The headlines read "NASA cancels its Moon mission". Now I would submit to you most people reading those stories had no idea were were heading back to the moon in the first place. And guess what? we really weren't! The program - packaged as the "Vision for Space Exploration" - never got the promised funding - and its "vision" was clearly focused on the rear view mirror.

Constellation was touted as "Apollo on Steroids" but really it was a ninety-pound weakling - an uninspired attempt to bring back the magic. NASA was acting like the middle aged high school football hero who spends too much time in the local saloon telling tales of the glory days when he led his team to the national championships.

But the country has grown up and moved on - and it is time for NASA to get off the bar stool and do the same.

And that is exactly what I see in this budget. This is a grown up approach to space exploration - one that synchs the goals with national needs and budgetary realities. The space agency is getting a slap in the face. "Thanks, I needed that!" is what it should be saying. But that is not what we are hearing - change is never easy.

But wait a minute - isn't NASA supposed to be all about change? In fact, if it can't embrace - no actually invent - change - we should close the whole place down.

But wait there is more - because as much as anything else - what we have here is a failure to communicate.

While I give the Administration plan high marks for its steely-eyed reassessment of priorities - it did a horrible job telling this story. The headlines should have read: "Space is now open for business". Or - "Space travel now for the rest of us" Or "Space Station science gets a big reprieve" or "NASA to work on fixing air traffic delays" or "NASA to focus more on our favorite planet: Earth".

You get the idea. Instead we got a bunch of blue moon stories...

Why? Well for one thing my understanding is this decision was made in the White House office of Science and Technology Policy office - and was very closely held until the weekend before the budget rollout. They were reluctant to tell the kids I guess.

Even so, everyone in the Space Cadet Nation knew Constellation was a dead man walking. But denial is a powerful thing and so NASA was caught flatfooted - with no stretegic plan on how to explain the nuance of this story.

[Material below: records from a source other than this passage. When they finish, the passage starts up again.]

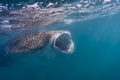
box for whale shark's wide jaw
[52,31,74,54]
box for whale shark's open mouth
[52,31,74,53]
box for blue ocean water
[0,0,120,80]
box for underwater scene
[0,0,120,80]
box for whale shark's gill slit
[51,31,74,53]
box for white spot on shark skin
[63,19,74,24]
[1,20,9,24]
[1,24,12,29]
[47,2,54,7]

And let's face it the mainstream media doesn't have a clue either. Reporters who know some things about this beat have been unceremoniously dumped by the big papers and networks right and left - and many of them are now...well...webcasting.

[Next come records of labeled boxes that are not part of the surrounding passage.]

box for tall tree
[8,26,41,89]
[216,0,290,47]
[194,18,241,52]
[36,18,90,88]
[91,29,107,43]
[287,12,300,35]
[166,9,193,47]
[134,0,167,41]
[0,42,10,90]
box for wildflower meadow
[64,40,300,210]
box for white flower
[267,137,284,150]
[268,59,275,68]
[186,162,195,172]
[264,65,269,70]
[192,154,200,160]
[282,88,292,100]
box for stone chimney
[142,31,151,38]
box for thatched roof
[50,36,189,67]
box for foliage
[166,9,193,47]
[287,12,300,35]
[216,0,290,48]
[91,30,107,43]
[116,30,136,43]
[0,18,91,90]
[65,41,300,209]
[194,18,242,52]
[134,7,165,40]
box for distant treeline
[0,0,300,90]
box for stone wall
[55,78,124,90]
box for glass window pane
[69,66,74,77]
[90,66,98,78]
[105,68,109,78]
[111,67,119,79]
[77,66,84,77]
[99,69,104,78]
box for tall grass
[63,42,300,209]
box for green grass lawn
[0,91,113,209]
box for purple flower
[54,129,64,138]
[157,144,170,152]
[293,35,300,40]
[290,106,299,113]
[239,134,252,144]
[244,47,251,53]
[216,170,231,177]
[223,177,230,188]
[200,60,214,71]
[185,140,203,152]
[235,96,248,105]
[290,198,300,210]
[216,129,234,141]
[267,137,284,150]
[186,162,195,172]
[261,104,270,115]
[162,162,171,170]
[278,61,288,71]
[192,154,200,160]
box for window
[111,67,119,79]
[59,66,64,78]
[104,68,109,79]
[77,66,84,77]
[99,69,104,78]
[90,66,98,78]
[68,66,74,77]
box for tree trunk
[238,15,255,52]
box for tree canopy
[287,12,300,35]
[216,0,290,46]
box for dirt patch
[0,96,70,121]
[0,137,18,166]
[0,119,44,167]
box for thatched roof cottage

So it is the perfect storm: the agency is not sold on the change...the communications plan is non existent...the reporters are not well informed...and the public is disengaged.

But the people like me who care about this have such a deep passion for it. In advance of this testimony, I sought their opinions via Twitter and Facebook - and I conducted an unscientific poll. I would like to have those comments and those results submitted as part of the record.

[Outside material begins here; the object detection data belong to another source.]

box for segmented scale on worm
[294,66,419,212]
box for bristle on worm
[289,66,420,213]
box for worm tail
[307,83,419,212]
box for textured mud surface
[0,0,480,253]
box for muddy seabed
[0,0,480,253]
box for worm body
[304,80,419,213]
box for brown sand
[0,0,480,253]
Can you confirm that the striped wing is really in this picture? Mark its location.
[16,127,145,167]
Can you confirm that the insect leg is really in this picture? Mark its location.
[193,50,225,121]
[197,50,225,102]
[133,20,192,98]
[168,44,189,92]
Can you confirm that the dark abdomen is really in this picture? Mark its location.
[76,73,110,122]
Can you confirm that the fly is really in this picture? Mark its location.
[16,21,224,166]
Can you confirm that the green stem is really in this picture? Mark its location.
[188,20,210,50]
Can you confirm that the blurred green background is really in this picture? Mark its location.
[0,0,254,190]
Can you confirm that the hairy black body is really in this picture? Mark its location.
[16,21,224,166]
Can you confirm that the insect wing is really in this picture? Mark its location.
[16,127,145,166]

Like so many of the people I have heard from, I wish that NASA had not been painted into this corner. I wish that we could have been thinking about - and investing in the next great adventure for humans in space decades ago so that we would not face this huge gap in US human spaceflight capability - which could easily morph into an abyss if we are not careful.

But that is the hand we have been dealt. And trying to recreate the past - on yesterday's technology - is not something the public can or should support.